Homeland Security Created Fake University To Lure Students So ICE Could Arrest Them


Homeland Security Created Fake University To Lure Students So ICE Could Arrest Them













Around 90 additional students have been arrested after the Department of Homeland Security set up a fake university to lure in applications from immigrants living in the US.
The recent arrests bring the total up to 250 international students, mostly from India, who have been arrested on immigration violations since the beginning of the year, according to reports. Around 80% of those students have been voluntarily deported as a result of their arrest, while the rest are in the process of receiving deportation orders or are contesting their case. The Department of Homeland Security set up the University of Farmington back in 2015, charging more than 600 students around $12,000 per year in tuition fees. However, the students never actually attended any physical classes. Instead, they enrolled through a visa programme that allows foreigners to work and study in the US. The students had arrived legally in the US, using student visas, though Immigration and Customs Enforcement (ICE) claims the students were looking to abuse the student visa programme in a bid to obtain work authorisation in the US. When the school was revealed to have been created by federal agents, the students lost their immigration status leading to many arrests on administrative charges. According to a statement from the Detroit office of ICE’s Homeland Security Investigations (HSI) to the Detroit Free Press, of the 250 students arrested, ‘nearly 80% were granted voluntary departure and departed the United States’. Out of those remaining, around half of them reportedly received a final order removal, were ordered to be removed by an immigration judge, or ‘were given an expedited removal by U.S. Customs and Border Protection’. The other half are said to ‘have filed for some sort of relief or are contesting their removals with Executive Office for Immigration Review’.
Homeland Security Created Fake University To Lure Students So ICE Can Arrest Them
Since the school’s closure, arrests of those running it have been made, including eight men who are accused of acting as recruiters for the fake university, seven of whom pleaded guilty to criminal charges. One man, Prem Rampeesa, was arrested for working as a recruiter for the school. Himself an immigrant, Rampeesa had previously entered the country legally on a student visa and enrolled at the Northwestern Polytechnic University in California. However, when the university lost its accreditation, his immigration status was at risk, so enrolled at Farmington, where he later started working as a recruiter.
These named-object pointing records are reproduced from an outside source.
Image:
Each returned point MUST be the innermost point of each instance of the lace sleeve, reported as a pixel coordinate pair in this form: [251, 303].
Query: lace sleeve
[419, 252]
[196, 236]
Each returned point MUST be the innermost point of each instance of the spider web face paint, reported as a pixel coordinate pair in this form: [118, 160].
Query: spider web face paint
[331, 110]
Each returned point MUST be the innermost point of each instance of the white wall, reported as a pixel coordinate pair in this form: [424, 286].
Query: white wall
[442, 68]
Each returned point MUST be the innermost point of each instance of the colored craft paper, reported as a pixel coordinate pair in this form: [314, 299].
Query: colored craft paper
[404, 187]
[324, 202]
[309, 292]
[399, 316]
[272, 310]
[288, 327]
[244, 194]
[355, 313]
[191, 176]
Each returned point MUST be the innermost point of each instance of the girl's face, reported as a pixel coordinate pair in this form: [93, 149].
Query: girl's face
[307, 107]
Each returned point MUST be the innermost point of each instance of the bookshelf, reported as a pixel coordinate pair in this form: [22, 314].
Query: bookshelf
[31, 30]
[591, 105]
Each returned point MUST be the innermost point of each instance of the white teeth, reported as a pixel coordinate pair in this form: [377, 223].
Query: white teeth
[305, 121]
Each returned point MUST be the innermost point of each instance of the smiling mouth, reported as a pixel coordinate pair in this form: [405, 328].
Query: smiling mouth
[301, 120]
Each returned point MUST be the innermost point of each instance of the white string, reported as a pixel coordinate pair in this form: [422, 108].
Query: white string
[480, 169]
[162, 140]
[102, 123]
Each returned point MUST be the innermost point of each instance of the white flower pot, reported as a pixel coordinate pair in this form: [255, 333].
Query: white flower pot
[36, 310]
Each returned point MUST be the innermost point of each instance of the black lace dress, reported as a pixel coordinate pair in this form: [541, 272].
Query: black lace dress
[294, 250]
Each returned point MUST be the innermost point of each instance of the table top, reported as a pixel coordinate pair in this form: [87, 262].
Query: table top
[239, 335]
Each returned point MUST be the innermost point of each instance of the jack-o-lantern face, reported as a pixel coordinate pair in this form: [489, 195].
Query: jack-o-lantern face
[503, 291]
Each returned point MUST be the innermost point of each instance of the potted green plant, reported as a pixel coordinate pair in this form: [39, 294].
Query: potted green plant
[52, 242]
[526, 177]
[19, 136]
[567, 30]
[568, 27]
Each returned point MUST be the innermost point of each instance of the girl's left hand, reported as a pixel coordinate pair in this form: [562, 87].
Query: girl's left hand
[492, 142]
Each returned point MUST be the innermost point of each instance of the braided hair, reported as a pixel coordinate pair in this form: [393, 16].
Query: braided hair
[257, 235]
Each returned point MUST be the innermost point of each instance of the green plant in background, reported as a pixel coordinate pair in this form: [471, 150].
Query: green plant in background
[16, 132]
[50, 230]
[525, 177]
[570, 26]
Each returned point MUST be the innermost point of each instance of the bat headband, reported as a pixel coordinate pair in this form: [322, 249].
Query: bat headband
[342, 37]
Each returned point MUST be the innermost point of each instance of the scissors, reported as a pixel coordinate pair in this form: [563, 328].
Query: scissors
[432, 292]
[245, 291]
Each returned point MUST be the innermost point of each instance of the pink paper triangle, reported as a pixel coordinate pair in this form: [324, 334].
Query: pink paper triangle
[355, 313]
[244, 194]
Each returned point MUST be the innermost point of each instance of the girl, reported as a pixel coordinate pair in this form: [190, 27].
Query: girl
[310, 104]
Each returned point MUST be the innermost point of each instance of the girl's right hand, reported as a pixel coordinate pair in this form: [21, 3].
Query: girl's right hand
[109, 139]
The case has been heavily criticised by people on the left in the US, including Senator Elizabeth Warren who branded it ‘cruel and appalling’.When news broke of the arrests, Senator Elizabeth Warren tweeted:
This is cruel and appalling. These students simply dreamed of getting high-quality education America can offer. ICE deceived and entrapped them, just to deport them. Meanwhile, Matt Duss, foreign policy adviser for Bernie Sanders, added: Abolish and I can’t stress this enough ICE. According to reports in the Washington Post, it wasn’t until 2017 that federal officers began posing as university staff. Many of the students enrolled because the educational institution they had been attending had lost their accreditation status, and federal law states a college or university must be accredited for international students to be granted visas.
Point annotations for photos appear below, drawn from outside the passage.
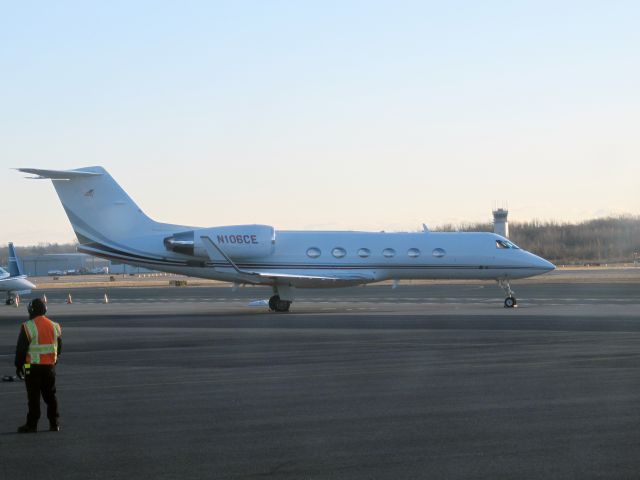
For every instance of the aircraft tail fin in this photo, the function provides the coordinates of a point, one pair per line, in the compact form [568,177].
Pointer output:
[15,266]
[98,208]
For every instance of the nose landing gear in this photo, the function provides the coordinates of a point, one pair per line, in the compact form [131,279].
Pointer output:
[278,305]
[510,301]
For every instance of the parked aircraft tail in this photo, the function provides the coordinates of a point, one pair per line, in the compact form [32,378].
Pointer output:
[99,210]
[15,267]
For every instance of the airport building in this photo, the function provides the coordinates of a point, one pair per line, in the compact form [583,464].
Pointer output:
[73,264]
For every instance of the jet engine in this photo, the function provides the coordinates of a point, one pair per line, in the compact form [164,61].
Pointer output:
[237,241]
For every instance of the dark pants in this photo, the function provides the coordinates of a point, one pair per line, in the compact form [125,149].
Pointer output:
[41,380]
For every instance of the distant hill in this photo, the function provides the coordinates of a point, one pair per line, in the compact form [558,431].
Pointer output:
[601,240]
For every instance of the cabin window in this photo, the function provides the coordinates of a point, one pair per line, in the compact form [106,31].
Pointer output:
[338,252]
[506,244]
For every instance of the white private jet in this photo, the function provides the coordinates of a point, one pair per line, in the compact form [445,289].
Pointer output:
[109,224]
[14,282]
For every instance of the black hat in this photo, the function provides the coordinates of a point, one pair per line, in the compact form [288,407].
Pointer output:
[36,308]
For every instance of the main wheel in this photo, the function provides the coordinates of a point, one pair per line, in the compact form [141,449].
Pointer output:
[273,303]
[283,306]
[510,302]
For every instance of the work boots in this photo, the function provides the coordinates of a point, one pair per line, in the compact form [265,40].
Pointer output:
[27,429]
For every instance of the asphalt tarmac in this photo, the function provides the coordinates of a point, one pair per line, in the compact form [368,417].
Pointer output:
[370,382]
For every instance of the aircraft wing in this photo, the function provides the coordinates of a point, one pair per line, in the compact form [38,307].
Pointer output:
[217,255]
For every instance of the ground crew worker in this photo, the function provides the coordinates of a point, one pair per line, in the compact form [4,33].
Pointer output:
[39,344]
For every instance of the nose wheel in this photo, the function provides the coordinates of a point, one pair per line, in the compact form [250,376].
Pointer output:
[510,301]
[278,305]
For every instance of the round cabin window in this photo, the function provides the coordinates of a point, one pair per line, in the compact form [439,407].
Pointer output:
[338,252]
[389,252]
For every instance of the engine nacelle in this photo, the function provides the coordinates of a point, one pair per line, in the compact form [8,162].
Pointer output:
[237,241]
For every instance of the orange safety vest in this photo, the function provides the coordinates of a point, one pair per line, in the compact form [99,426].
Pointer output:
[43,340]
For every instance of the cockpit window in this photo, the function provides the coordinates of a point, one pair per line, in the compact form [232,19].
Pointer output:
[506,244]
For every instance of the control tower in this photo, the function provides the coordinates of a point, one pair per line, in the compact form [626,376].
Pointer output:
[500,223]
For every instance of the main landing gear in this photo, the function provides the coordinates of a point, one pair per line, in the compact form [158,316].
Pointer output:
[278,305]
[510,301]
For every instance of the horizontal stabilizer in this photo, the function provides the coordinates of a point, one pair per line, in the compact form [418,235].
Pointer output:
[58,174]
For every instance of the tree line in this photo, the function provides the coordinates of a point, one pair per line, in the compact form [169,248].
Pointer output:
[601,240]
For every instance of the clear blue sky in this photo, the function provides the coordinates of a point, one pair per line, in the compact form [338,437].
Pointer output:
[323,115]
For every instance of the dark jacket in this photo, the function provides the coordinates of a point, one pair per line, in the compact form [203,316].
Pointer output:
[23,347]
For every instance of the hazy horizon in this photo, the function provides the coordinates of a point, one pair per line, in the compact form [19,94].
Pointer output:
[376,116]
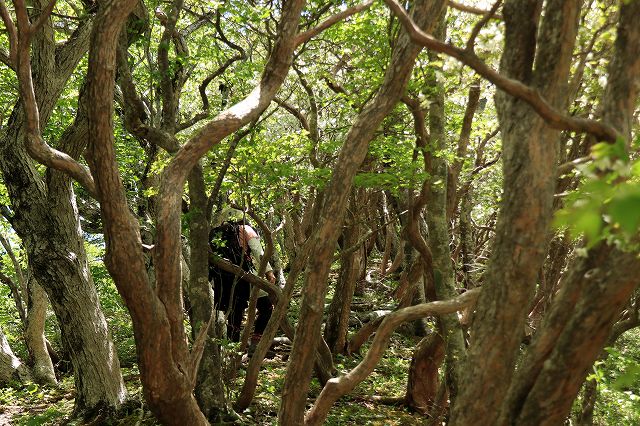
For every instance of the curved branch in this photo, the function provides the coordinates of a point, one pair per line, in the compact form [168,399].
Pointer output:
[12,32]
[515,88]
[307,35]
[35,144]
[470,9]
[337,387]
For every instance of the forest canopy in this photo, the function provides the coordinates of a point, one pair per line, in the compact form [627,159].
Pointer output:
[438,203]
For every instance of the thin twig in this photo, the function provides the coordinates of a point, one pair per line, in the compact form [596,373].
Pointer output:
[553,117]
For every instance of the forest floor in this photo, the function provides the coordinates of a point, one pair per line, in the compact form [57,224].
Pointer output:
[31,405]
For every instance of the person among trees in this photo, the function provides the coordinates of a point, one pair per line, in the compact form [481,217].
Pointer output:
[236,241]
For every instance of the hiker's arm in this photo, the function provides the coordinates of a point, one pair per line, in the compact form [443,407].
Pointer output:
[253,241]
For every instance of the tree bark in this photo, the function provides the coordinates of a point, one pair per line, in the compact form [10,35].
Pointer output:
[337,323]
[424,381]
[351,156]
[209,388]
[437,214]
[530,151]
[46,219]
[11,368]
[37,303]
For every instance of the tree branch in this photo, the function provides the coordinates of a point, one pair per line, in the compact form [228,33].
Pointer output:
[13,34]
[515,88]
[307,35]
[470,9]
[44,16]
[337,387]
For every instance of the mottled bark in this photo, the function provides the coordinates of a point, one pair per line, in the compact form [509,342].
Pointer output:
[337,322]
[424,381]
[596,287]
[437,211]
[342,385]
[351,157]
[11,368]
[530,152]
[37,303]
[46,219]
[168,369]
[209,388]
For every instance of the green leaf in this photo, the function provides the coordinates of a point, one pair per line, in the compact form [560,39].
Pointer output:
[589,223]
[625,210]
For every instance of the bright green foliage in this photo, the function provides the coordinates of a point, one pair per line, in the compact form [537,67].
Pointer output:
[618,379]
[607,203]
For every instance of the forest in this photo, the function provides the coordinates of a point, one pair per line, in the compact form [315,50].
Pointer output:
[438,203]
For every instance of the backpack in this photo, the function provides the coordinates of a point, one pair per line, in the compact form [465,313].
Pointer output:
[224,241]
Homeland Security Created Fake University To Lure Students So ICE Can Arrest Them
Attorneys for a number of students who were arrested say they were ‘unfairly trapped’ by the US government, as the Department of Homeland Security said the university was legitimate. According to attorney Rahul Reddy, the agency ‘trapped the vulnerable people who just wanted to maintain [legal immigration] status’, as well as the agency making ‘a lot of money’ in the process. On the other hand, attorneys for ICE and the Department of Justice say students should have known the university was not legitimate, as classes didn’t take place in any physical location. In a sentencing memo for Rampeesa, assistant US attorney Brandon Helms wrote:
Their true intent could not be clearer. While ‘enrolled’ at the University, one hundred per cent of the foreign citizen students never spent a single second in a classroom. If it were truly about obtaining an education, the University would not have been able to attract anyone, because it had no teachers, classes, or educational services.According to Reddy, however, some students who transferred out of the fake university after realising they didn’t have classes onsite were still arrested. This isn’t the first time the US has set up a fake university. In 2015, the Justice Department charged 21 foreign nationals for conspiring with more than 1,000 international students to fraudulently obtain visas for the College of Northern New Jersey.ICE spokesman Khaalid Walls told USA Today six recruiters have so far been sentenced, while a seventh is due to be sentenced in January.